Sunday, October 16, 2011

Porch Progress

The Cheney Cottage's restored porch, sans roof and stair railings

We had a long weekend of work on the Cheney Cottage, and we got a lot done. Mostly, we worked outside on the porch.

When we took apart the Cheney Cottage back on College Avenue, we tried to save most of the pieces. We were particularly careful with the old porch, saving both posts (even though one had been damaged over the years), the railings, the roof rafters. They all rattled around inside the first floor while the house was moved to Albany and back, and we have moved them back and forth as we worked inside the house.

This weekend, we finally got them out and figured out what we had. It was all there, except for one of the railings, and all usable, except for one of the roof rafters.

Before we got to work, we got some Sculpwood System Three, an epoxy used for rebuilding missing and damaged decorative wood trim. The stuff is incredibly easy to use, and we mixed it and used it to begin patching the missing pieces on the damaged post. We have to get more to finish it, but we can already see that it will work well and make the post look undamaged.

Then we installed the tongue and groove decking on the floor of the porch. Our neighbors Tom and Monique had a flooring nailer, so we hooked it up to our compressor, and quickly installed the floor.

We then installed the post on the east side, making sure it was plumb. We attached the post to the house with the top piece, then repeated the process for the west post. We then figured out which of the decorative trim pieces went on each side, and started nailing them in place. The large beam across the front went up, and was nailed into the posts and the decorative supports.

We then figured out the railings, and how to install them. Originally, the railing went on what is now the east side, then across the front, as the stairs went down the side, in front of the living room. On 62nd Street, we changed the stairs so they come straight down from the front door. Even with this change, we could reuse the railings, so we installed them on both sides (John Stevens showed up at a particularly opportune moment to assist).
The Cheney Cottage, with the original deteriorated porch, in 2010

The Cheney Cottage today, with the original porch railings back in place
We then started installing the roof rafters. One of them was completely rotted and broken, so we made a new one, ripping down a 2x6 to make it the same size as the original.
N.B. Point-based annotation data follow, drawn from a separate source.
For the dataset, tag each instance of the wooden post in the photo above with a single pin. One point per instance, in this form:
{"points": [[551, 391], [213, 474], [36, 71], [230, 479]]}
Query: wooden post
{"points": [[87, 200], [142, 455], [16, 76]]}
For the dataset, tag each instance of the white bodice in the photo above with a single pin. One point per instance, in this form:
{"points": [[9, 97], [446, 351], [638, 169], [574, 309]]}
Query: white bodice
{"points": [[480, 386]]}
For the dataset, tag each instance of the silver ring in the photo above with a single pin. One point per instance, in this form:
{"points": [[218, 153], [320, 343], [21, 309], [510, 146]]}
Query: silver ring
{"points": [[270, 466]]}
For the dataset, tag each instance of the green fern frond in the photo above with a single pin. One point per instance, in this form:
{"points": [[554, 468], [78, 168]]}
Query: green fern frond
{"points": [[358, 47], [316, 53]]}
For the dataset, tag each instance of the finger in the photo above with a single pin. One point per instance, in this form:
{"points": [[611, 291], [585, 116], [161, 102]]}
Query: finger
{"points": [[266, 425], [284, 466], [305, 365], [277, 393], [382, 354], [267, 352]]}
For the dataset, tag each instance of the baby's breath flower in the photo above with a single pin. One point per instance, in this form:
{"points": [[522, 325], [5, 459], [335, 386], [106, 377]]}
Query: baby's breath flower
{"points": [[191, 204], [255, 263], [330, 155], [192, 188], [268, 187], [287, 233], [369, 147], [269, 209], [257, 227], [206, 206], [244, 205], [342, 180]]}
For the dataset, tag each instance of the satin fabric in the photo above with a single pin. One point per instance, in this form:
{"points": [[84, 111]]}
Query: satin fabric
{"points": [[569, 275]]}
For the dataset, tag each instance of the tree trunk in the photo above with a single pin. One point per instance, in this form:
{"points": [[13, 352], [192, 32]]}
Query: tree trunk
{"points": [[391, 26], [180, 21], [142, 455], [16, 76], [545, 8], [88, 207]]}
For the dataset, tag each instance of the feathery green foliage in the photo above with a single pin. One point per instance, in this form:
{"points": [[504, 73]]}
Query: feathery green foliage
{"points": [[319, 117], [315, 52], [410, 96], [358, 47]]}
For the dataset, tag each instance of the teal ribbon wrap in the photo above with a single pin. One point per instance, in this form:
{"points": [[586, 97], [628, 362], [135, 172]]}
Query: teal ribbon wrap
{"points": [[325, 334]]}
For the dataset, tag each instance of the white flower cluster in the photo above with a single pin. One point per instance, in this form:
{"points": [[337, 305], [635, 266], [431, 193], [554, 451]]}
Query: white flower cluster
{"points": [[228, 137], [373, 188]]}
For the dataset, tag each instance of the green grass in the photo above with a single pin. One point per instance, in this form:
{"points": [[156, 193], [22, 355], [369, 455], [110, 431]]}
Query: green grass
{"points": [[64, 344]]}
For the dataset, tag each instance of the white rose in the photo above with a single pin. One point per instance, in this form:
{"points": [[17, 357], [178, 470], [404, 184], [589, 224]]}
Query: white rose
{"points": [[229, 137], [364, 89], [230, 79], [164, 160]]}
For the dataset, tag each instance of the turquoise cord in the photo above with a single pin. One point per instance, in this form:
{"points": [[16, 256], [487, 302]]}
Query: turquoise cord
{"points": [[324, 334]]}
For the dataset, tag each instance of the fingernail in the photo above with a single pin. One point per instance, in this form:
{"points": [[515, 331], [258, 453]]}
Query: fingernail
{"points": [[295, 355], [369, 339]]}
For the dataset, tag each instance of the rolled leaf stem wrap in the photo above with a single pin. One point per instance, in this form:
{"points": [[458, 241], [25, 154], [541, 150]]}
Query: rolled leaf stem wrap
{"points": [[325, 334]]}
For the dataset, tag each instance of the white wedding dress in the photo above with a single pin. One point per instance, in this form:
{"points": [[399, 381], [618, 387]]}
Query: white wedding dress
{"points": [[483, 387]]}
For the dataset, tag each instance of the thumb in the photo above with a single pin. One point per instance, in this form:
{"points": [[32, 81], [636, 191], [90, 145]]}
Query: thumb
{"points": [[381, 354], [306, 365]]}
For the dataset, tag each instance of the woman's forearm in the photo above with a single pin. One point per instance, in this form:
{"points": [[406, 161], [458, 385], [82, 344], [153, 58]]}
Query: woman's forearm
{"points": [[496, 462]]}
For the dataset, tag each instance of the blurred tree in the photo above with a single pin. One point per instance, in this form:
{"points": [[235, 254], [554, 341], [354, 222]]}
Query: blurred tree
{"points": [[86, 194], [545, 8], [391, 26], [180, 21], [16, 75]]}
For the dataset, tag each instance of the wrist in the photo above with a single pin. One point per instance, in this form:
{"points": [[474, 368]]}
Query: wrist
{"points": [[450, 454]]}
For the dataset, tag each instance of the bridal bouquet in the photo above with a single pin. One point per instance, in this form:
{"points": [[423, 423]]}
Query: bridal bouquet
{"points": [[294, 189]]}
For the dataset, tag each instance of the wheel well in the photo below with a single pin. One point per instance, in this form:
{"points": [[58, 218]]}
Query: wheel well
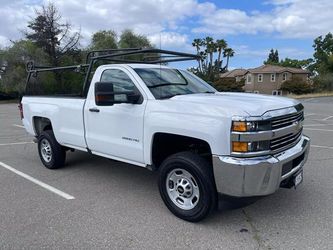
{"points": [[165, 144], [41, 124]]}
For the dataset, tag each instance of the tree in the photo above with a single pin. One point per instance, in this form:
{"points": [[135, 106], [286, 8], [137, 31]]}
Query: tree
{"points": [[129, 39], [228, 52], [54, 37], [273, 57], [15, 58], [296, 86], [209, 49], [104, 39], [323, 56]]}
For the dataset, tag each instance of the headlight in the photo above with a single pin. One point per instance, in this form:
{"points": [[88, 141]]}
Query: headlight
{"points": [[250, 126], [245, 147], [244, 126]]}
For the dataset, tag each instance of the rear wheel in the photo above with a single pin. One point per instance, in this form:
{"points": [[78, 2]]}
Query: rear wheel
{"points": [[187, 187], [51, 153]]}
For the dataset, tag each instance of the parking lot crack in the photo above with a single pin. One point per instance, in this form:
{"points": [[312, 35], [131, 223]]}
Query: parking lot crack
{"points": [[256, 233]]}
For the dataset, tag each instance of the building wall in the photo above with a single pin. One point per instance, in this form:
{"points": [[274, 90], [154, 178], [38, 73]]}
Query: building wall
{"points": [[267, 86]]}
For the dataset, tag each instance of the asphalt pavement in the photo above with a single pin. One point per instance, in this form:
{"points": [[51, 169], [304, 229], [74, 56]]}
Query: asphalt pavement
{"points": [[96, 203]]}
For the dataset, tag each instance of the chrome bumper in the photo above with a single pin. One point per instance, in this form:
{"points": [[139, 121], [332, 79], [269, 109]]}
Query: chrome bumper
{"points": [[244, 177]]}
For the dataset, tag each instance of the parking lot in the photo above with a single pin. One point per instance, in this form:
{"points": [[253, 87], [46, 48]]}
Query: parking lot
{"points": [[95, 203]]}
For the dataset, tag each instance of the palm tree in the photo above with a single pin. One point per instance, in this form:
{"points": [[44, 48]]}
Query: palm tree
{"points": [[197, 43], [221, 45], [228, 52]]}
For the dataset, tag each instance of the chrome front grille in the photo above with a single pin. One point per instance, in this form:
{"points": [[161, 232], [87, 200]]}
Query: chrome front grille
{"points": [[286, 120], [285, 141], [276, 131]]}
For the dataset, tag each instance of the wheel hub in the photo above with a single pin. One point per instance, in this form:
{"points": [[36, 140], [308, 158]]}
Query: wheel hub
{"points": [[46, 150], [182, 189]]}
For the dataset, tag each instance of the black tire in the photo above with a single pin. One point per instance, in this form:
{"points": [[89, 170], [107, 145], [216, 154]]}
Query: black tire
{"points": [[201, 170], [57, 156]]}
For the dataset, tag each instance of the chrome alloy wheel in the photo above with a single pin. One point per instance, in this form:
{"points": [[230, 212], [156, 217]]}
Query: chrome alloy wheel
{"points": [[46, 150], [182, 189]]}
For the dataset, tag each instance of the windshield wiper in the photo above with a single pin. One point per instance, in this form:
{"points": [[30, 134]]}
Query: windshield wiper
{"points": [[170, 96], [166, 84], [207, 92]]}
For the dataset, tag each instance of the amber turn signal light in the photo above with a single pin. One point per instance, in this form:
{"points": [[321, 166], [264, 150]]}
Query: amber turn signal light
{"points": [[239, 147]]}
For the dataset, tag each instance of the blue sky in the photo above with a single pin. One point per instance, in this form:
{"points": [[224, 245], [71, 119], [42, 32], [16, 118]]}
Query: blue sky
{"points": [[251, 28]]}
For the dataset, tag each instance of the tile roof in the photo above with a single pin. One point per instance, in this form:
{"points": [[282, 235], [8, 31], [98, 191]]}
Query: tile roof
{"points": [[277, 69], [234, 73]]}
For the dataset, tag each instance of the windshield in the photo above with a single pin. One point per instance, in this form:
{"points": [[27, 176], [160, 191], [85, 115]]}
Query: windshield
{"points": [[165, 83]]}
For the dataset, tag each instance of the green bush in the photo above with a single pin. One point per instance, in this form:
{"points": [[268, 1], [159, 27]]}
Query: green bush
{"points": [[323, 82], [296, 86], [229, 85]]}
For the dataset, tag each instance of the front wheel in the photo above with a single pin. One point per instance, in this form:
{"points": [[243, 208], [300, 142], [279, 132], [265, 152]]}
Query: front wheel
{"points": [[51, 153], [186, 185]]}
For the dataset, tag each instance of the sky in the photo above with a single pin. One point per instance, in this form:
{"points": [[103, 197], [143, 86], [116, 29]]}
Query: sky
{"points": [[250, 27]]}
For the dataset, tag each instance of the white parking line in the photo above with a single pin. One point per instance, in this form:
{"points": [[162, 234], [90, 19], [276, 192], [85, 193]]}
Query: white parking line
{"points": [[318, 146], [327, 118], [39, 183], [16, 143], [319, 129], [319, 125], [19, 126]]}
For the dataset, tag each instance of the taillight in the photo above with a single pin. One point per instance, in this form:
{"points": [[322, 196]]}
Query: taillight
{"points": [[21, 110]]}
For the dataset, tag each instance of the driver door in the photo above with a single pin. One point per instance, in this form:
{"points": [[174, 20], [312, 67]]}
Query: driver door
{"points": [[116, 131]]}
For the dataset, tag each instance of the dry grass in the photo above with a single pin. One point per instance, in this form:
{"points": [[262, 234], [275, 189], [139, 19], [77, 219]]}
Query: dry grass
{"points": [[313, 95], [8, 101]]}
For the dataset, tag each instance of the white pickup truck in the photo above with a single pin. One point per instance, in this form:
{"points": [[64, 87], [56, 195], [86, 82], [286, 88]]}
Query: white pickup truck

The result is that the porch is done except for the roof and a couple more trim pieces. We still haven't put up the old stair railing, but we'll have to make a new one for the west side, since there was only one before.

We also spent some time cleaning the downstairs of the house, organizing the lumber, sweeping and cleaning up. Despite the fact that the floors are in bad shape, the walls are cracked, and the woodwork is in various stages of being stripped, the house looks good. It's feeling like it will be a home.

The next two weeks, there won't be much happening. My mother is coming for a visit on Wednesday and will be here through the weekend, and then the following weekend we are going to a wedding, and then having the BAHA House Tour. Our next work weekend probably won't be until the weekend of November 6th and 7th.